Further, the weak transmitting circuit includes a resistor R0, a resistor R1 and a switch K2, one end of the resistor R0 is connected to the first radio energy transmitting circuit, the other end of the resistor R0 is connected in series with the resistor R1, the other end of the resistor R1 is grounded, the switch K2 is connected in parallel with the resistor R0, one end of the resistor R0 connected to the resistor R1 is further connected to the amplifying circuit, when the two mobile terminals approach each other, the current flowing through the first radio energy transmitting circuit from the first coil increases instantaneously, and under the action of the weak transmitting circuit, when the first radio energy transmitting circuit operates, the voltage drop across the resistor R0 increases, so that the voltage output by the first radio energy transmitting circuit decreases, thereby protecting the first radio energy transmitting circuit from being easily damaged.

Further, the step (301) specifically includes: the specific step of comparing the electric quantity percentages of the two mobile terminals is as follows: the method comprises the steps that the microprocessor of the two mobile terminals obtains the power percentage, the rectangular wave duty ratio is determined according to the power percentage, the rectangular wave duty ratio is the working time t1 of the first coil connected with the first radio energy receiving circuit and the working time t2 of the weak transmitting circuit, the rectangular wave duty ratio is determined through the working time t1 and the working time t2, and the power percentage difference value is determined by comparing the rectangular wave duty ratios of the two mobile terminals.

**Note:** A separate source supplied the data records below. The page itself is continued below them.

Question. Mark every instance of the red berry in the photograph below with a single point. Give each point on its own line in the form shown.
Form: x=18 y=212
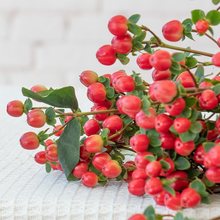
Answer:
x=139 y=142
x=122 y=44
x=213 y=174
x=161 y=60
x=161 y=75
x=118 y=25
x=176 y=107
x=111 y=169
x=143 y=61
x=184 y=148
x=100 y=159
x=91 y=127
x=202 y=26
x=29 y=141
x=80 y=169
x=93 y=143
x=146 y=121
x=88 y=77
x=173 y=30
x=89 y=179
x=96 y=92
x=51 y=153
x=36 y=118
x=153 y=186
x=164 y=91
x=15 y=108
x=189 y=198
x=181 y=125
x=40 y=157
x=106 y=55
x=162 y=123
x=136 y=187
x=186 y=79
x=208 y=100
x=153 y=169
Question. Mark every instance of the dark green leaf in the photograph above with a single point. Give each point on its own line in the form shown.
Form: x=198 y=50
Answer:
x=213 y=17
x=134 y=18
x=182 y=163
x=27 y=105
x=64 y=97
x=197 y=15
x=68 y=146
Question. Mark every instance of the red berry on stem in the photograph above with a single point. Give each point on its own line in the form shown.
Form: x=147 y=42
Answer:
x=29 y=141
x=15 y=108
x=173 y=30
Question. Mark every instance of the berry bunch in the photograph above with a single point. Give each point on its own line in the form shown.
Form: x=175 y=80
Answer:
x=171 y=126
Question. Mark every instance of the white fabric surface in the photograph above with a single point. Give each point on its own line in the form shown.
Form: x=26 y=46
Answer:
x=28 y=192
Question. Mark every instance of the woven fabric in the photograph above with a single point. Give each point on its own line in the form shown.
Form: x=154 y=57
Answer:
x=28 y=192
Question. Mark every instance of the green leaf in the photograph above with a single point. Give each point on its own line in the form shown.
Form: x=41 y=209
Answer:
x=196 y=127
x=123 y=58
x=182 y=163
x=213 y=17
x=64 y=97
x=134 y=18
x=68 y=146
x=199 y=186
x=187 y=136
x=208 y=145
x=191 y=62
x=149 y=212
x=197 y=15
x=135 y=29
x=27 y=105
x=216 y=89
x=177 y=57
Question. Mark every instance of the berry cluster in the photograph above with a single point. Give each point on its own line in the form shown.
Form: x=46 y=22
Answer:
x=170 y=126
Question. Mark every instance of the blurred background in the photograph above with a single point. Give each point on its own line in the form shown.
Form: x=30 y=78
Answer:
x=52 y=41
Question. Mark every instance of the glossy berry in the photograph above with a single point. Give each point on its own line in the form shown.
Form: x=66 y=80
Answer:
x=100 y=159
x=96 y=92
x=36 y=118
x=40 y=157
x=80 y=169
x=91 y=127
x=139 y=142
x=89 y=179
x=117 y=25
x=173 y=30
x=111 y=169
x=153 y=186
x=15 y=108
x=143 y=61
x=189 y=198
x=163 y=91
x=88 y=77
x=106 y=55
x=153 y=169
x=176 y=107
x=122 y=44
x=93 y=143
x=181 y=125
x=136 y=187
x=216 y=59
x=162 y=123
x=161 y=60
x=29 y=141
x=202 y=26
x=184 y=148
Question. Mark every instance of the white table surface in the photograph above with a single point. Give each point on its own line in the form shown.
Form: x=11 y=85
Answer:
x=28 y=192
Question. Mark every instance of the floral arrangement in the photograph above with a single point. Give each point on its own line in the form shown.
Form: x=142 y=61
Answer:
x=171 y=126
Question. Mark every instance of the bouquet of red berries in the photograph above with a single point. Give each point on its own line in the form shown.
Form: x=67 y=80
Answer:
x=171 y=127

Further, the weak transmitting circuit of second includes resistance R2, resistance R3 and switch K6, resistance R2's one end is connected with the second wireless power transmitting circuit, resistance R2's the other end and resistance R3 series arrangement, resistance R3's the other end ground connection, switch K6 and resistance R2 parallel arrangement, still with second amplifier circuit in the one end that resistance R2 and resistance R3 are connected, when a mobile terminal is close to wireless charger, the current that the second coil flows the second wireless power transmitting circuit can increase in the twinkling of an eye, under weak transmitting circuit's effect, when the work of second wireless power transmitting circuit, the pressure drop grow at resistance R2 both ends for the voltage that the second wireless power transmitting circuit is exported reduces, thereby the protection second wireless power transmitting circuit is difficult to damage and connects.

Further, the step (302) specifically includes: if the electric quantity percentage difference of the two mobile terminals is larger than a preset set value, a first coil of the mobile terminal with the high electric quantity percentage is communicated with a first radio energy transmitting circuit; and the first coil of the mobile terminal with low electric quantity percentage is communicated with the first wireless electric energy receiving circuit, and the first wireless electric energy transmitting circuit of the mobile terminal with high electric quantity percentage transmits electric energy to the first wireless electric energy receiving circuit of the mobile terminal with low electric quantity percentage for charging.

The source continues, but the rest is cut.